Once the data set is reduced (see my first posts if you’re jumping on the bandwagon), there are several ways of mapping this reduced space to the original space:

- you can interpolate the data in the original space based on an interpolation in the reduced space, or
- you create an approximation of the mapping with a multidimensional function (B-splines, …)

When using the first solution, if you map one of the reduced point used for the training, you get the original point. With the second solution, you get a close point. If the data set you have is noisy you should use the second solution, not the first. And if you are trying to compress data (lossly compression), you can not use the first one, as you need the original points to get new interpolated points, so you are not compressing your data set.

The solution I propose is based on approximation with a set of piecewise linear models (each model being a mapping between a subspace of the reduced space to the original space). At the boundaries between the models, I do not assert continuity, contrary to hinging hyperplanes. Contrary to Projection Pursuit Regression and hinging hyperplane, my mapping is between the two spaces, and not from the reduced space to one coordinate in the original space. This will enable projection on the manifold (which is another subject that will be discussed in another post).

#### Position of the problem

In the literature, several papers were published in order to create a piecewise linear function. Their main advantage is that they can compute the reduced space when computing the mapping. Their issue is that the number of models is fixed at the beginning of the optimization. What I propose now is an adaptive number of models, depending on the manifold.

Each point has a set of neighbors, the k nearest ones are used here.

#### Basic approach

In fact, the basic algorithm is straightforward: put a new model where you can, optimize all models, label the points you can label, loop and stop at some point.

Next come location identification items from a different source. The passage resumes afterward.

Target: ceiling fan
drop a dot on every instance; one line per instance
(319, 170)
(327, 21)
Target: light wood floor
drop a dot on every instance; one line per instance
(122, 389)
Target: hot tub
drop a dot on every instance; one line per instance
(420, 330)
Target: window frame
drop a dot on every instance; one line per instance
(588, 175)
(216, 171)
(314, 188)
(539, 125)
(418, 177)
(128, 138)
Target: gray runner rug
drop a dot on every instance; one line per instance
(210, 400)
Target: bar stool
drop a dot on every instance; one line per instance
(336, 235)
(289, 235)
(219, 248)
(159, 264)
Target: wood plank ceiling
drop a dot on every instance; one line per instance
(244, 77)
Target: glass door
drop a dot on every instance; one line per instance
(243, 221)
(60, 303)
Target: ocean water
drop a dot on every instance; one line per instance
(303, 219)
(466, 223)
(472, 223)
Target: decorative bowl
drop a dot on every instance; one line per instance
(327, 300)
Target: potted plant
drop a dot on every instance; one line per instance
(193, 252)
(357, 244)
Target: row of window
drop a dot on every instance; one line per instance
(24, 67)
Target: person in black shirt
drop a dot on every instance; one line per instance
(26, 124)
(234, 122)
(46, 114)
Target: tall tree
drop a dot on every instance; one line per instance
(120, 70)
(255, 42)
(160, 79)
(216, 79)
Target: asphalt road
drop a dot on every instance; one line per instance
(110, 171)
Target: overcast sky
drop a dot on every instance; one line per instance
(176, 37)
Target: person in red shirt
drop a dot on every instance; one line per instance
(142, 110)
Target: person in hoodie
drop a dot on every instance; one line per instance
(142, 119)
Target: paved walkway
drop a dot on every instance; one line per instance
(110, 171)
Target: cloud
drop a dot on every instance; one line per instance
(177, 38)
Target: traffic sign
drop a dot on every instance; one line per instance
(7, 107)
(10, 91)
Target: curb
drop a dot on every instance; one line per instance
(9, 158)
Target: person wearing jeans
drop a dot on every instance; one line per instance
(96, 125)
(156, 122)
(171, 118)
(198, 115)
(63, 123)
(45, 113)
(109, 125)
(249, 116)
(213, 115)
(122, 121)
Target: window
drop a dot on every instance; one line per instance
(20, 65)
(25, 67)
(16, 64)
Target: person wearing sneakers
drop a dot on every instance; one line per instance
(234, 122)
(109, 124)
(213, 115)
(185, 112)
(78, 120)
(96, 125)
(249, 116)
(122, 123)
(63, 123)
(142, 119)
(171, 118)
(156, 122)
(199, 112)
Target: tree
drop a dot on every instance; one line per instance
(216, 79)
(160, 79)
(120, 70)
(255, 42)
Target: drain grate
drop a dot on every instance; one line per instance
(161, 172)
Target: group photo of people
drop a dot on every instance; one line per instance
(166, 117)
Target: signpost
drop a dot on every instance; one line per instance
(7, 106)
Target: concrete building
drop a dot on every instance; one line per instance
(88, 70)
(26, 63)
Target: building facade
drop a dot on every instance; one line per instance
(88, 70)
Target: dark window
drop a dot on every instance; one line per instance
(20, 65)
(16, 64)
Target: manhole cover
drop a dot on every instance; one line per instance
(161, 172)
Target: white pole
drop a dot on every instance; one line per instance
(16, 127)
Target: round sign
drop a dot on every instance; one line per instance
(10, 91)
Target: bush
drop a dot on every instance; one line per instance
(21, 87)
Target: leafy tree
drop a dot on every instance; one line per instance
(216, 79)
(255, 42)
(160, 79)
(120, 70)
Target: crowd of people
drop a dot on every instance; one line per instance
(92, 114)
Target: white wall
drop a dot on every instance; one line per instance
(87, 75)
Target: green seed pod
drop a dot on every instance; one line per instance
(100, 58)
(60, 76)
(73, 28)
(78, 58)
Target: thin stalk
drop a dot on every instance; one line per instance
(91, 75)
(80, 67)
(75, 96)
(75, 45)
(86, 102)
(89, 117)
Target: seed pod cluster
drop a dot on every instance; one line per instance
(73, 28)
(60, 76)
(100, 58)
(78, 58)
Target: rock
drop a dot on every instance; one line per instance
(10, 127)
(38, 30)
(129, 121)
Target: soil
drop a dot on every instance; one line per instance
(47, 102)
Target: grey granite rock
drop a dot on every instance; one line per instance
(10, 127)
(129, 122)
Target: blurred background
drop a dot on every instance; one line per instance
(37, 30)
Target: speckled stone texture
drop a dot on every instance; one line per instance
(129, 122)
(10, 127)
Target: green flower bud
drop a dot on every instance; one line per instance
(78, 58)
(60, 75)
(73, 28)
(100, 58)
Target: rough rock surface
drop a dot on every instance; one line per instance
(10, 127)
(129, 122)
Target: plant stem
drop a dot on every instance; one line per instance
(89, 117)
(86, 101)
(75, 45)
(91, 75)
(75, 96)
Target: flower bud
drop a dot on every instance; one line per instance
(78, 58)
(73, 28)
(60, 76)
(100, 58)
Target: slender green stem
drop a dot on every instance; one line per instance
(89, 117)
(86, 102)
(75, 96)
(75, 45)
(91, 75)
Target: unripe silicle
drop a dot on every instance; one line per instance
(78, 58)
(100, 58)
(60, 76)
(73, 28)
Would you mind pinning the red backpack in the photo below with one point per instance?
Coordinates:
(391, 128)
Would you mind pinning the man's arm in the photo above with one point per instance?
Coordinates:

The first algorithm I used is the following:

- Start with no model.
- Find a point whose neighborhood is not labeled, if you can’t, stop.
- Create a new model there and label the points accordingly.
- Estimate all models with regards to the labels.
- Label each point to the nearest model if the point is too far (that is further than a factor times the mean error), do not label it.
- If one model has not enough points (twice the dimension of the reduced space), the model is deleted.
- Go back to step 2.

This algorithm is very simple, but cannot model precisely a manifold, you cannot tune it. But it can give a good first impression on the manifold.

Here are some steps of the algorithm for a SwissRoll (the left figure indicates the label in the reduced space and the left figure is the approximation of the manifold in the original space):

At the end of the iteration, the manifold is roughly approximated:

#### Maximize a likelihood

As I’ve said, there are no ways for the first method to get a given precision. So instead of adding models where it is available, the second algorithm adds models where the current function is the least likely. Here are the steps for this algorithm:

- Start with one model (every point is labeled to this model).
- Compute the likelihood of each point.
- Get the
*n*points for which the neighborhood is the least likely - Get one point from this set.
- Create a new model and label the point and its neighborhood to it.
- Update all plans.
- Update all labels (label a point to the most likely model).
- If one model has not enough points (twice the dimension of the reduced space), the model is deleted.
- Go to step 6 until the labels are stable.
- Go to step 2 if a criterion is not met (usually, I choose the Aike information criterion).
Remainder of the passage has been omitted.